Bersama Edib, saya datang sesuai dengan jadwal yang bapak sampaikan yaitu pukul
16.00 sore. Setiba di sana, kami tak langsung masuk ke kedai, baru setengah jam
kemudian setelah Kak Ela (Gabryela Horman Pelo) dan Fani (Zulfiani Zulhairin) tiba,
bersamaan kami ke dalam. Bapak telah di warkop itu sekitar sejam yang lalu
sebelum kami masuk. Setelah menata meja untuk kami berdiskusi, mulailah Pak
Achyar bertanya mengenai progress portofolio kami, ia minta kami menyampaikan
apa kendala yang dihadapi masing-masing kelompok. Edib yang pertama
menyampaikan persoalannya, ia menyebutkan bahwa untuk beberapa divisi terutama kantor
cabang belum merinci rencana keuangan dan juga rencana penjualannya. Berhubung
saya dari divisi kantor cabang pada saat diskusi segmen, saya menyampaikan
bahwa sebagai perusahaan yang baru berdiri, divisi kami akan memaksimalkan
pemasaran dan penjualan semua produk yang telah diproduksi. Namun Pak Achyar
menimpali bahwa sebelum produksi seharusnya sudah ada daftar pembeli yang
disiapkan sehingga bisa ditentukan berapa jumlah barang yang akan diproduksi.
Pada
tugas ini Pak Achyar menitikberatkan bahwa tugas utama kami bagaimana
mengembangkan sistem informasi dalam perusahaan dimana bingkainya adalah Teknologi
informasi yang mengintegrasikan setiap elemen dari sistem tersebut, misalnya
melalui database system. Sempat
disinggung juga mengenai teknologi cloud
computing, yaitu komputasi awan yang merupakan teknologi yang memungkinkan
data perusahaan disimpan pada suatu database yang dapat diakses oleh semua
pihak yang berkepentingan dimana pun mereka berada.
Sempat jeda saat
istirahat Shalat Maghrib.
Setelah itu, jumlah
peserta bertambah dengan kedatangan Annica dan Kak Anne yang datang bersama her boyfriend, Aris.
Bapak menyampaikan
bahwa dalam penyusunan portofolio tersebut dapat dilihat kecenderungan ego
masing-masing anggota kelompok.
Diskusi pun berlanjut
dan sekarang lebih mengarah ke hal filosofis, misalnya apa saja komponen jiwa ?

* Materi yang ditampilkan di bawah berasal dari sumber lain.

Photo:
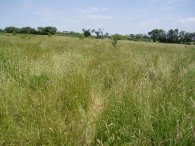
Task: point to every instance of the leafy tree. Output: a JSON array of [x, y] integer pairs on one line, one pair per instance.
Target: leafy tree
[[156, 34], [50, 30]]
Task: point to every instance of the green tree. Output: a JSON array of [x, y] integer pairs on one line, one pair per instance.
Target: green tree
[[27, 30]]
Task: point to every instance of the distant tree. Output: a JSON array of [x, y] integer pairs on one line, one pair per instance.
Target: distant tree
[[86, 32], [27, 30], [172, 36], [120, 37], [47, 30], [11, 29], [50, 30]]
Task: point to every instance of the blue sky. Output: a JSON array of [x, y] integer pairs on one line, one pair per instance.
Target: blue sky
[[114, 16]]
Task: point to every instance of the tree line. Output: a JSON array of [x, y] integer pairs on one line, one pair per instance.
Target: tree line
[[156, 35], [28, 30]]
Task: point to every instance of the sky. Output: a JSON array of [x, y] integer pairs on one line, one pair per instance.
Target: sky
[[113, 16]]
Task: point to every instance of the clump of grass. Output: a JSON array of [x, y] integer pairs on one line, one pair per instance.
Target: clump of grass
[[64, 91], [114, 42]]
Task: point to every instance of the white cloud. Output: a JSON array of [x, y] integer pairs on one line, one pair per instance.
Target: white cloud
[[99, 17], [188, 20], [93, 13]]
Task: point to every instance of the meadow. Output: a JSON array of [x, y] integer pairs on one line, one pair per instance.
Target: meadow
[[70, 91]]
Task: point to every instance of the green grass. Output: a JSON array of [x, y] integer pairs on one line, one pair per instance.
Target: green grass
[[68, 91]]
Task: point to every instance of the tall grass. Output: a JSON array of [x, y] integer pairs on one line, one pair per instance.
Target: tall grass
[[68, 91]]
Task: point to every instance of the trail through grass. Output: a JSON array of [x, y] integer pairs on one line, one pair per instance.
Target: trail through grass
[[68, 91]]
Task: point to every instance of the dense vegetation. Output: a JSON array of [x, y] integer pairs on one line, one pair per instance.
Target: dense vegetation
[[156, 35], [69, 91]]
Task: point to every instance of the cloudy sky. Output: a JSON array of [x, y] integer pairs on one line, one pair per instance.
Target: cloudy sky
[[114, 16]]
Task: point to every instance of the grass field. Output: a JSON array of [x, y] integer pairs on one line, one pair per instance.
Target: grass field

meliputi Feel, Mind, dan Will. Bapak menjelaskan mengenai
perlunya kita melakukan aktivasi jiwa untuk dapat memaksimalkan potensi yang
dimiliki.
Di lain waktu, ketika
berkunjung ke rumah Bapak untuk menyetorkan tugas portofolio, barulah saya tahu
motif utama Pak Achyar mengadakan model belajar ini. Ia ingin membuat mahasiswa
mampu melakukan aktivasi jiwa. Ia bercerita bahwa sebenarnya kita Manusia telah
menjalani di alam ruhani apa yang saat ini kita jalani di dunia (konsep ini
persis seperti yang pernah diutarakan oleh filsuf bernama Plato dan dikenal
dengan istilah idealisme Plato),
sehingga agar kita mampu memaksimalkan potensi yang kita miliki, kita harus
mampu mengaktivasi jiwa yang sebenarnya telah melalui proses yang kita hadapi
saat ini di dunia, dengan demikian saat kita dihadapkan pada hal-hal baru kita
dapat langsung menguasainya. Menurutnya, imajinasi itu tidak ada, sebagai
contoh sebelum pesawat ditemukan, orang terdahulu pernah berangan-angan
terbang. Sebenarnya, mereka tidak berangan-angan sebab mereka pernah melakukannya
di alam ruhaniah, dan di dunia ini hanya kumpulan seri kehidupan yang perlu
kita jalani kembali.
Model perkuliahan
beliau berusaha membuat bagaimana agar partisipasi mahasiswa di tiap kelompok
itu diubah menjadi experience, dan disimpan
di segenap serabut-serabut perasa yang tersebar di tubuh mahasiswa (bukan
disimpan di memory), sehingga suatu
saat ketika diperlukan dapat langsung diaktifkan.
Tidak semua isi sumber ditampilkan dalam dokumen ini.